Nous parlons là de procès bâillon ou slapp (strategic lawsuit against public participation), une procédure où, souvent, la partie la plus puissante exerce une action judiciaire vouée à l’échec dans le but de faire taire ses adversaires, de leur infliger un tel coût humain (efforts d’organisation de la défense, stress, agacement, pression psychologique, etc.) et financier pour que plus jamais ils n’aient l’envie de parler du sujet. Cette procédure initiée par Socfin en 2019 contre diverses ONGs (dont SOS-Faim Belgique et Luxembourg, ndlr), ainsi que des salariés et dirigeants de celles-ci, a duré six ans et s’est éteinte en juillet 2025. La plaignante a laissé les faits se prescrire durant l’instruction. Désormais, nous avons prévu d’entamer une procédure au civil contre Socfin pour dommages et intérêts en réparation du préjudice lié à la procédure bâillon. Nous réclamons l’indemnisation de l’intégralité des frais d’avocat et des autres préjudices.

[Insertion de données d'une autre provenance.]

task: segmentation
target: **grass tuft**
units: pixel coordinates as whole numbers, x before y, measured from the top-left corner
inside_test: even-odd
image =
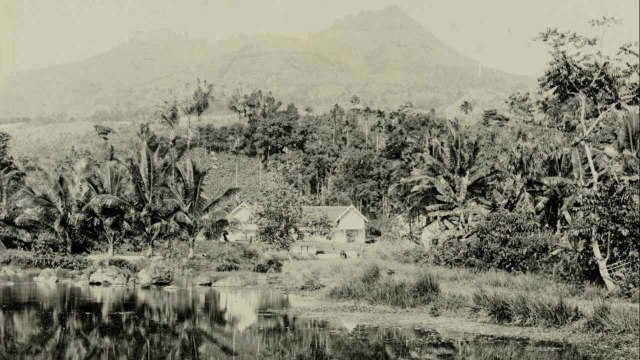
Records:
[[[415,307],[431,303],[440,294],[435,276],[420,273],[414,280],[382,274],[377,264],[368,265],[359,275],[347,277],[333,287],[329,296],[335,299],[362,300],[372,304]]]
[[[524,294],[514,296],[479,291],[473,295],[473,301],[479,310],[484,310],[489,318],[499,324],[560,327],[582,317],[577,306],[569,305],[562,298],[556,300]]]

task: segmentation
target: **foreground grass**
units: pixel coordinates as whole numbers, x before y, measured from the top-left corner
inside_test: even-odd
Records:
[[[640,334],[638,304],[594,286],[538,275],[473,272],[379,260],[286,263],[291,288],[372,305],[421,308],[431,316],[524,327]]]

L’argent est une question cruciale...
Il faut à tout prix indemniser à leur juste valeur les victimes de ces procédures. Concrètement, cela veut dire qu’il faut que les tribunaux acceptent de condamner les auteurs de procédures bâillons à indemniser les victimes de leurs frais d’avocats, sans même parler de leur préjudice moral. À défaut, les auteurs des procédures bâillons gagnent à tous les coups, même s’ils perdent leurs affaires judiciaires. Mais je crains qu’au Luxembourg, devant nos tribunaux, on n’y soit pas encore arrivé.
La liberté d’expression n’a pas de prix selon Elon Musk (contrairement à l’acquisition de Twitter qui aurait été « très chère »). C’est faux ?

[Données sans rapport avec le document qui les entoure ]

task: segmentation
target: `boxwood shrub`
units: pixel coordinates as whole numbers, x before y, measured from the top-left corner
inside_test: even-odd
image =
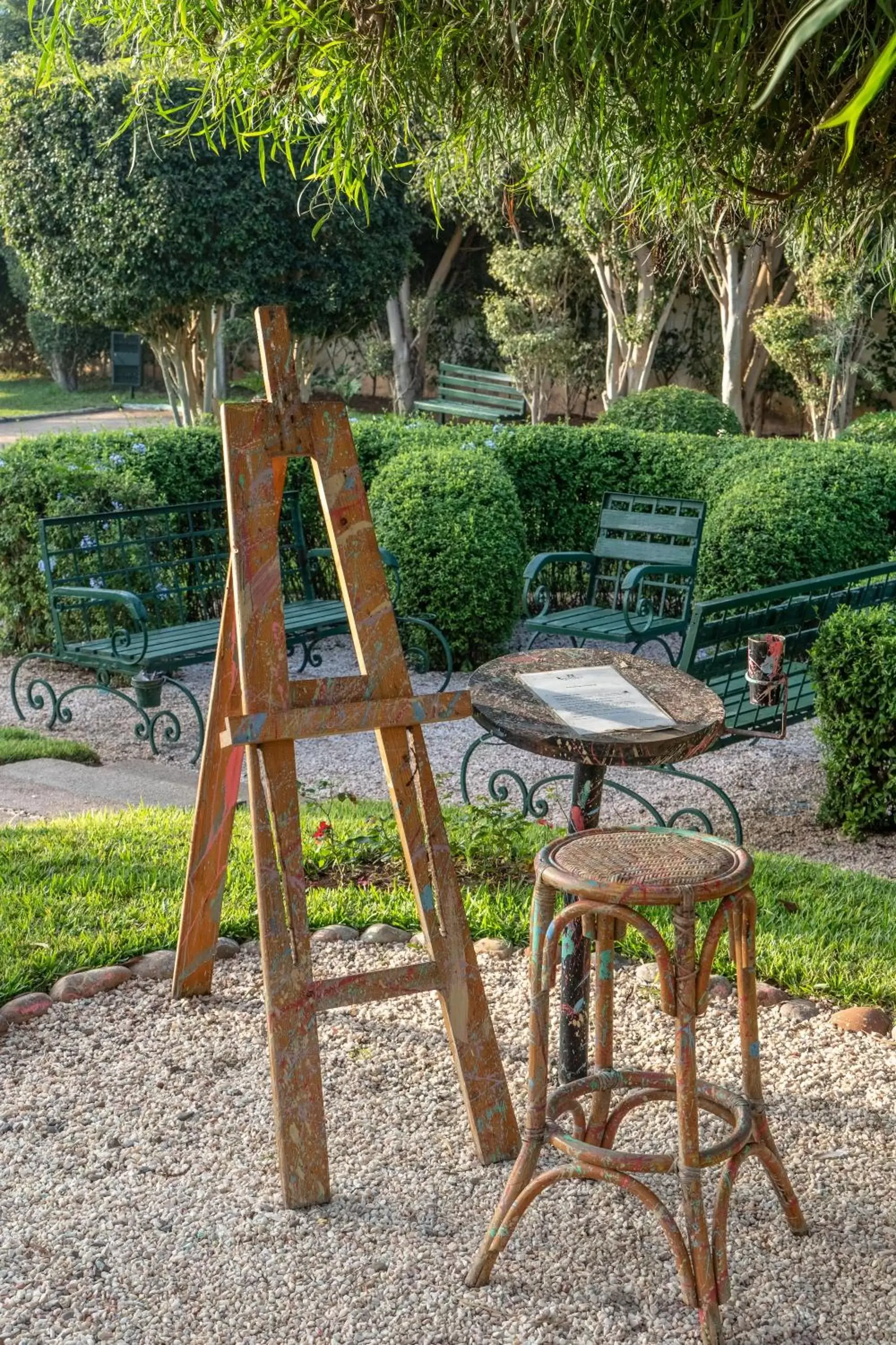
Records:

Préserver l’État de droit quoi qu’il en coûte. Mais attention, je ne veux pas dire « État de n’importe quel droit », mais État de droit fondé sur les droits de l’Homme et les droits fondamentaux. Dans un État de droit, personne n’est au-dessus des lois. La liberté d’expression est sa condition d’existence. Les excès de pouvoir commis par un gouvernement, un fonctionnaire ou une entreprise doivent pouvoir être sanctionnés ultimement par un tribunal, garant du respect de la règle de droit et des droits fondamentaux. Et il faut permettre aux journalistes, ONG et simples citoyens de révéler ces abus. Il faut aussi qu’il y ait la possibilité, pour les cas d’antisémitisme, qu’ils puissent être poursuivis judiciairement. Après tout, ce type de propos fait l’apologie de la haine, voire de la violence, ce qui est inacceptable. En même temps, il est normal que dans des situations extrêmement tendues, des propos polémiques, provocateurs et/ou excessifs soient tenus de part et d’autre sur des sujets d’intérêt général. C’est la life, c’est le prix à payer pour vivre dans une société libre et démocratique.